Oke Göttlich betonte, dass man andernfalls an Stöver festgehalten hätte. Einen Seitenhieb auf Kauczinski konnte sich der Klubchef, der in und um den Verein „eine lethargische Stimmung ausgemacht hatte, als ob wir auf einem Abstiegsrang stehen würden“, hingegen nicht verkneifen: „Wir wollen wieder dahin kommen, dass wir ein Spiel gewinnen wollen und nicht, dass wir es nicht verlieren wollen.“

Nun soll es also Luhukay richten. Am Mittwoch gab es den Vollzug, am Donnerstagvormittag stand der Coach auf dem Trainingsplatz an der Kollaustraße. Da aus der eigentlich geheimen eine öffentliche Einheit gemacht wurde, schauten mehr Fans dem Neuen und dem im Amt gebliebenen Co-Trainer-Duo André Trulsen/Markus Gellhaus bei der Arbeit zu. Erfolg soll sich schon am Sonntag im Heimspiel gegen Arminia Bielefeld einstellen. Dann muss Luhukay die Wende einläuten, denn sonst ist die Aufstiegschance dahin. Diesen Umschwung hatte man dem im Dezember 2017 auf Olaf Janßen gefolgten, zuletzt aber viermal sieglosen Kauczinski nicht mehr zugetraut.
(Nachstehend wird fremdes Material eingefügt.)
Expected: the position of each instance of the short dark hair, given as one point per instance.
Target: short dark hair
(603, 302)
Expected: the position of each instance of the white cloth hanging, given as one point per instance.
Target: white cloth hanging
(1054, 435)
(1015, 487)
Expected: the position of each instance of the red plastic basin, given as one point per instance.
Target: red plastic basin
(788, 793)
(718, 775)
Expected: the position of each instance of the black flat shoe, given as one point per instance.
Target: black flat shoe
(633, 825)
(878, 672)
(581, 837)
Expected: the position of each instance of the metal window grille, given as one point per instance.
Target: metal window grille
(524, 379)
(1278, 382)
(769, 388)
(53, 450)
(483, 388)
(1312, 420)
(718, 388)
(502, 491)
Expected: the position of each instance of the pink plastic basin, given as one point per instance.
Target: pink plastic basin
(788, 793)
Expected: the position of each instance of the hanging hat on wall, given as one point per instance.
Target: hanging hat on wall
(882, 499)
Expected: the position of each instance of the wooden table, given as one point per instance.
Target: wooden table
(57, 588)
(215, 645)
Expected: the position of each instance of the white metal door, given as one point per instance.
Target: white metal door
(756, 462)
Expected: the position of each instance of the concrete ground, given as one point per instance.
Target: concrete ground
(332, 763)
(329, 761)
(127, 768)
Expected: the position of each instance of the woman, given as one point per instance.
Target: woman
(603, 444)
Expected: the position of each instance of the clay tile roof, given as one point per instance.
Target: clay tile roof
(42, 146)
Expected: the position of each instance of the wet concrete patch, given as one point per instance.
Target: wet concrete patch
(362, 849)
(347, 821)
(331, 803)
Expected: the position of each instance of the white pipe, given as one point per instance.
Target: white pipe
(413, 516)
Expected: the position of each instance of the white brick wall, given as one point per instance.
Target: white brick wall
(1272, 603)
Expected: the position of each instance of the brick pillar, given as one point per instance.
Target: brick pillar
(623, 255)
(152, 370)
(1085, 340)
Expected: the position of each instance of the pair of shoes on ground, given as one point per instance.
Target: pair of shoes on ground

Doch selbst wenn die „Mission Wunder“ erfolgreich sein sollte, gibt es beim Kiezklub viele Verlierer. Vor allem Vereinschef Göttlich, der 2014 angetreten war, um für Kontinuität zu sorgen. Seither aber wurden vier Fußballlehrer und drei Sportchefs verschlissen. Die jüngste Doppel-Trennung kommt den Klub zudem teuer zu stehen, denn die Verträge von Kauczinski (2020) und Stöver (2021) waren erst vor kurzem verlängert worden. Und letztlich leidet auch der Ruf gewaltig, denn der alternativ angehauchte FC St. Pauli ist längst nicht mehr „anders“, sondern immer mehr ein Profiklub wie viele andere auch.